Wir sitzen in der ersten Reihe, oha! Anja bekommt Angst, im Laufe des Spiels den Ball abzukriegen, was ich verstehen kann – die Nähe zum Geschehen ist unschlagbar. Ein Blick über die vielen Ränge hinweg verrät allerdings, dass man von allen Plätzen in der Arena ziemlich gut sehen kann. Jetzt muss ich zugeben, dass ich von Anfang an total mitfiebere und auch die TimeOuts liebe, in denen Cheerleader zur Unterhaltung auf dem Court tanzen. Obwohl das Basketballspiel knapp zwei Stunden dauert, ist es aufgrund seiner Schnelligkeit und der Atmosphäre extrem kurzweilig, spannend und unterhaltend. Vor allem, weil die ausgelassene Stimmung zwar mitreißt, ich aber nie unangenehm empfand – keines meiner Vorurteile hat sich bei unserem Besuch bestätigt.
Mitarbeiter Simon führt uns zusätzlich durch den Audi Dome und erklärt, wie viel Engagement rund um die Spiele steckt: Der VIP-Bereich wird als Hospitality-Einrichtung genutzt, wo an Live-Cooking-Stationen leckeres Essen von Käfer serviert wird. Außerdem sitzen dort nicht selten die Basketballstars in ihrer Lounge zusammen, sodass es Gästen möglich ist, sie hautnah zu erleben. Vielleicht ein besonderes Geschenk für einen Basketballfan oder die ganze Familie, die Unterhaltung, Abendessen und Sport verbinden möchte?
Am Ende denke ich, dass ich dringend wieder selbst ein paar Körbe werfen möchte – und dass mein Besuch im Audi Dome mit Sicherheit nicht der letzte gewesen sein wird. „Wir stehen nicht mal im Stau!“, sage ich zu Anja. Die lehnt sich nur zurück und grinst.

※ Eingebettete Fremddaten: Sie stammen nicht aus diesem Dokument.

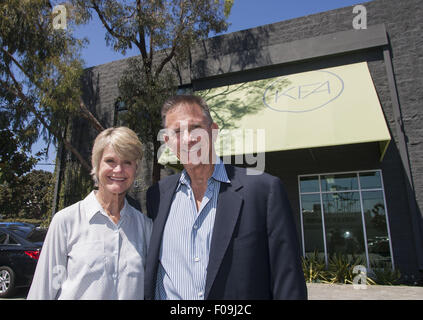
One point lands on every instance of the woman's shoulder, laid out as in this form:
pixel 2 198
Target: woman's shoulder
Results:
pixel 66 215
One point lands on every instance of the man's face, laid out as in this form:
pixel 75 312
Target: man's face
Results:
pixel 189 134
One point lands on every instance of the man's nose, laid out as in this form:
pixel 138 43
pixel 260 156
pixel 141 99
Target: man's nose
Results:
pixel 118 167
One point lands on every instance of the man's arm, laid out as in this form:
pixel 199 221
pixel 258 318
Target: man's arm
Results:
pixel 284 250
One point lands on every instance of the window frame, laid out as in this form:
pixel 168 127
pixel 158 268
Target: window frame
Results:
pixel 359 190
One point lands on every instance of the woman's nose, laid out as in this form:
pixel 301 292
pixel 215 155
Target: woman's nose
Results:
pixel 117 168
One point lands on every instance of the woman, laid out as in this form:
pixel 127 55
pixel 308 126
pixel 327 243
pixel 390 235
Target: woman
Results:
pixel 96 248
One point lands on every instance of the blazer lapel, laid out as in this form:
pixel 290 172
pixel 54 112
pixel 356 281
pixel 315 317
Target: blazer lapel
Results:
pixel 165 199
pixel 228 208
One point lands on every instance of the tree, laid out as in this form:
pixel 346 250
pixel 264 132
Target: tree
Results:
pixel 29 197
pixel 40 71
pixel 14 162
pixel 163 31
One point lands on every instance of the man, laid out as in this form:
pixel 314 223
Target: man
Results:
pixel 218 233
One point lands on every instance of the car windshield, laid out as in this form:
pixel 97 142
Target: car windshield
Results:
pixel 36 235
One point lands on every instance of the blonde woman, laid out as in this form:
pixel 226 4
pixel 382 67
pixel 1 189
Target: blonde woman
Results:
pixel 96 248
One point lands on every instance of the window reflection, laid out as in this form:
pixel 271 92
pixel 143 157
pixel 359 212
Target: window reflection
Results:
pixel 312 220
pixel 343 223
pixel 339 182
pixel 346 199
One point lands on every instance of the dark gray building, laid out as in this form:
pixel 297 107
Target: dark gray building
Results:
pixel 359 195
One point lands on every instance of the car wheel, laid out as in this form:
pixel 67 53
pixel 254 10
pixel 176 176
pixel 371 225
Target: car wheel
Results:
pixel 7 282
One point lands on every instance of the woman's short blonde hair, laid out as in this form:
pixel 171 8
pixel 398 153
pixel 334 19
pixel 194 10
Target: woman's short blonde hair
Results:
pixel 124 142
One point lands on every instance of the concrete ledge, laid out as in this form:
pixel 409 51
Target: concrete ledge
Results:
pixel 317 291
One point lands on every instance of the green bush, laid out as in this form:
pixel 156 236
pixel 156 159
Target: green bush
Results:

FC Bayern Basketball im Audi Dome | Grasweg 74
So vielfältig die Aktivitäten waren, so skeptisch standen wir ihnen gegenüber. Umso schöner, dass wir nicht gekniffen haben, denn unsere Kompromissbereitschaft hat gezeigt: Überall gibt es etwas Spannendes oder Wissenswertes zu entdecken – und dabei kann man München aus unterschiedlichen Perspektiven erleben. Sogar wir als Münchnerinnen konnten die Stadt noch einmal ganz neu kennenlernen – mit Aktivitäten, die wir zum einen noch nie gemacht haben und die man auch nicht sofort mit München verbindet. Wir waren beide überrascht, was alles so geht, wenn man mal über seinen eigenen Tellerrand guckt.